El término “empoderamiento” como tantos otros (comunidad, participación, interdisciplinar) ha arraigado en el lenguaje de muchas prácticas. Empoderar al otro se supone que es el objetivo de muchas de ellas. Nunca entendí bien que poder tenemos para dar poder; si acaso de lo que se trata es de reconocer al otro y su poder, capacidad, derecho de decidir sobre sí, es decir de reconocerlo como ser autónomo a quien se debe respeto y consideración. Es decir, lo opuesto a tanta práctica coercitiva que se impone al otro. A veces es bruta, por ejemplo, las ataduras como respuesta a una dolorosa crisis emocional; otras más suave, poner ciertas condiciones para una ayuda.
Si bien la idea de empoderar en la connotación de reconocer poder y capacidad al sujeto para decidir sobre sus modos de vivir y recibir cuidados es interesante no lo es menos la idea de desempoderamiento referida a la acción profesional. Desempoderarse implica reconocer -y rechazar- el poder que individual o colectivamente se ejerce sobre alguien en cualquier relación pero muy especialmente en las relaciones de cuidado. Implica renunciar a la posición que otorga una disciplina, un estatus, un saber engreído que fuerza al otro y le daña en su autonomía y dignidad. Implica estar en vigilancia de sí mismo sabedores de que el abuso del poder sobre el otro forma parte de esa condición humana que cuesta reconocer. Estar en vigilancia de que el riesgo no se produzca es un acto de prudencia y de reconocerse humano y saber que el buen trato exige una mirada atenta. Mirada hacia el otro y su fragilidad y mirada hacia uno mismo frágil también como posibilidad pero poderoso también en tanto en riesgo de ser sostenedor de prácticas o posiciones abusivas.
Trabajar en el campo de lo altamente vulnerable y con personas altamente vulneradas implica una disposición delicada y una cuidadosa atención. Requiere formación y también una predisposición al compromiso y a la permanente defensa de valores, entre los que está el rechazo de un saber arrogante y el poder que puede conllevar su utilización.
Desempoderarse está siendo el esfuerzo de muchos profesionales que, especialmente en el campo de la salud mental, se sublevan frente a maneras de hacer desconsideradas con la persona y se esfuerzan en alejarse de cualquier práctica que se sustente en el poder sobre el otro.

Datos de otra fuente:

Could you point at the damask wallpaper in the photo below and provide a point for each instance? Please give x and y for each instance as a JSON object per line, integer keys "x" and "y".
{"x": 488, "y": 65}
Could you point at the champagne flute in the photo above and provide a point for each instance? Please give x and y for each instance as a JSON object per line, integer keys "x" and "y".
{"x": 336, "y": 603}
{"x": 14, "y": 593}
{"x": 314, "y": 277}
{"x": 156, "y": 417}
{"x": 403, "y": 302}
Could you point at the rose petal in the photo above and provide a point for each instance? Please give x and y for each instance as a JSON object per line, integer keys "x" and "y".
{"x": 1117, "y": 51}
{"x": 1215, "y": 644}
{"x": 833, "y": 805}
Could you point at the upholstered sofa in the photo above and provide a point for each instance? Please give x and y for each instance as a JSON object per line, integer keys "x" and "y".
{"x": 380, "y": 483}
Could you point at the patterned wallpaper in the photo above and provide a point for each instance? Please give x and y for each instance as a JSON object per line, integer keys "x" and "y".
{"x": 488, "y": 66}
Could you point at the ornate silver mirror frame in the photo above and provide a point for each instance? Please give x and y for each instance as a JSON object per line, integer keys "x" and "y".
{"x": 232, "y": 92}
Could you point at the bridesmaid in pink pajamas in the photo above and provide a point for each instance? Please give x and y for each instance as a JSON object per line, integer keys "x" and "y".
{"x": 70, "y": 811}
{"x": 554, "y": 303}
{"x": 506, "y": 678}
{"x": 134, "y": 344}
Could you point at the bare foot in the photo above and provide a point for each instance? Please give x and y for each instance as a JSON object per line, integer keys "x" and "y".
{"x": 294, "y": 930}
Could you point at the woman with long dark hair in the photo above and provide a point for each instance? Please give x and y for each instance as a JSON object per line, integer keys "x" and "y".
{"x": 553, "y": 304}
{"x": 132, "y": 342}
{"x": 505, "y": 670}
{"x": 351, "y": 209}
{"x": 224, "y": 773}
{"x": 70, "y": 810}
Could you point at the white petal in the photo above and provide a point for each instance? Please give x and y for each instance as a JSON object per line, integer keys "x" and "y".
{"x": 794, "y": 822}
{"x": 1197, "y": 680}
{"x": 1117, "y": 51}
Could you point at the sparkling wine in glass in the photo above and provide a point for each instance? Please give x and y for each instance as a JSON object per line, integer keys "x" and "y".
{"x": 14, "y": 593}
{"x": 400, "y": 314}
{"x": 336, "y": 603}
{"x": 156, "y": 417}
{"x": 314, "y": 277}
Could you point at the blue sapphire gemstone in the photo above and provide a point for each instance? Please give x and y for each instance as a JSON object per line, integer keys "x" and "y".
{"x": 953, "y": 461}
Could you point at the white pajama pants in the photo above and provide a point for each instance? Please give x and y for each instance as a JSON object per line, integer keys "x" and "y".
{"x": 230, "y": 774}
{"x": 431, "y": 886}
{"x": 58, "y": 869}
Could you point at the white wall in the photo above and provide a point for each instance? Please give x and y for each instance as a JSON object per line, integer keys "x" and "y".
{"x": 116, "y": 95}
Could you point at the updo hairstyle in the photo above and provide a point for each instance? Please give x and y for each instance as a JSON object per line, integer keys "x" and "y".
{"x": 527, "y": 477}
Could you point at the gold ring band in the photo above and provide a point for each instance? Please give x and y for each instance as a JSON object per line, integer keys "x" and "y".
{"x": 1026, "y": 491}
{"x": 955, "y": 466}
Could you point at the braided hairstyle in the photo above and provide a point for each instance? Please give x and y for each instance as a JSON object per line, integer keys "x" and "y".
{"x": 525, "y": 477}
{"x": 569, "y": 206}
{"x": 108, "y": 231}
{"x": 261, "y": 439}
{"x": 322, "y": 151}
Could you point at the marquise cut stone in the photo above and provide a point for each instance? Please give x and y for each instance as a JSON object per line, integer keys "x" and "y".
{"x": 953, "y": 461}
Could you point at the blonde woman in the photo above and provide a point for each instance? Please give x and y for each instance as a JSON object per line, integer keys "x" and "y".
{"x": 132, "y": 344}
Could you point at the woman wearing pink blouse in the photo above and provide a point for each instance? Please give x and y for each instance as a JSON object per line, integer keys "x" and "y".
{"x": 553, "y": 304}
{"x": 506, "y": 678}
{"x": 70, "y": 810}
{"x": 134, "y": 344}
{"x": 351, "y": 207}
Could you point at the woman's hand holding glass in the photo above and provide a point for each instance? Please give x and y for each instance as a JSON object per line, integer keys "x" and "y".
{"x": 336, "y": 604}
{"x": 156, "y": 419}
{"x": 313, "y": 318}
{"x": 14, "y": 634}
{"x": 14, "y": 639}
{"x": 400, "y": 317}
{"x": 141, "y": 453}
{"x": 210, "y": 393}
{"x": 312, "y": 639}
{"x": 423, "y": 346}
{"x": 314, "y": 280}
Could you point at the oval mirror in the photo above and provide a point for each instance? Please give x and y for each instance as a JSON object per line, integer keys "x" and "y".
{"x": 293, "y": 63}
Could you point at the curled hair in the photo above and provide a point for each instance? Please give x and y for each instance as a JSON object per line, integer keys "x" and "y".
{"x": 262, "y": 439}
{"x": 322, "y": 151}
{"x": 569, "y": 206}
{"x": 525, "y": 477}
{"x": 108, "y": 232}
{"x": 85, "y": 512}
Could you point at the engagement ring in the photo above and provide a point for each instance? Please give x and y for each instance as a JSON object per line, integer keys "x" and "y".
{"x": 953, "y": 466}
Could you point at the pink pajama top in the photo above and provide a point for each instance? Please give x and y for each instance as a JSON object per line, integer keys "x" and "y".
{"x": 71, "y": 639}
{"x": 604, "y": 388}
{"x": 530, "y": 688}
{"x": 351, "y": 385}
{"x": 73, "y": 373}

Mientras reflexiono sobre estas cuestiones leo que una mujer joven, se ha suicidado tras decir “no puedo aguantar más ” frente a la publicación de unos vídeos de contenidos sexuales que grabó con su expareja hace ya unos años y que, sin contar con su autorización han circulado por su empresa y otros ámbitos públicos. Intentó parar su difusión pero, al parecer, no contó con apoyos. Ahora todo son expresión de culpabilidades pero lo sucedido no es algo inusual. Esta mujer joven es, como Virginia, como Andreas , víctima de un sistema que desatiende lo humano y se desentiende del sujeto en su fragilidad.
Para Simone Weil : “El mayor apoyo de la fe es la garantía de que si pedimos pan al Padre no nos va a dar piedras”. Esas garantías no deberían ser solo para los creyentes. Para todos nosotros el mayor apoyo de nuestra seguridad debería ser saber que siempre va a haber alguien que esté y nos dará buen trato. Esto es lo que constituye el gran valor de eso que llamamos lo humano.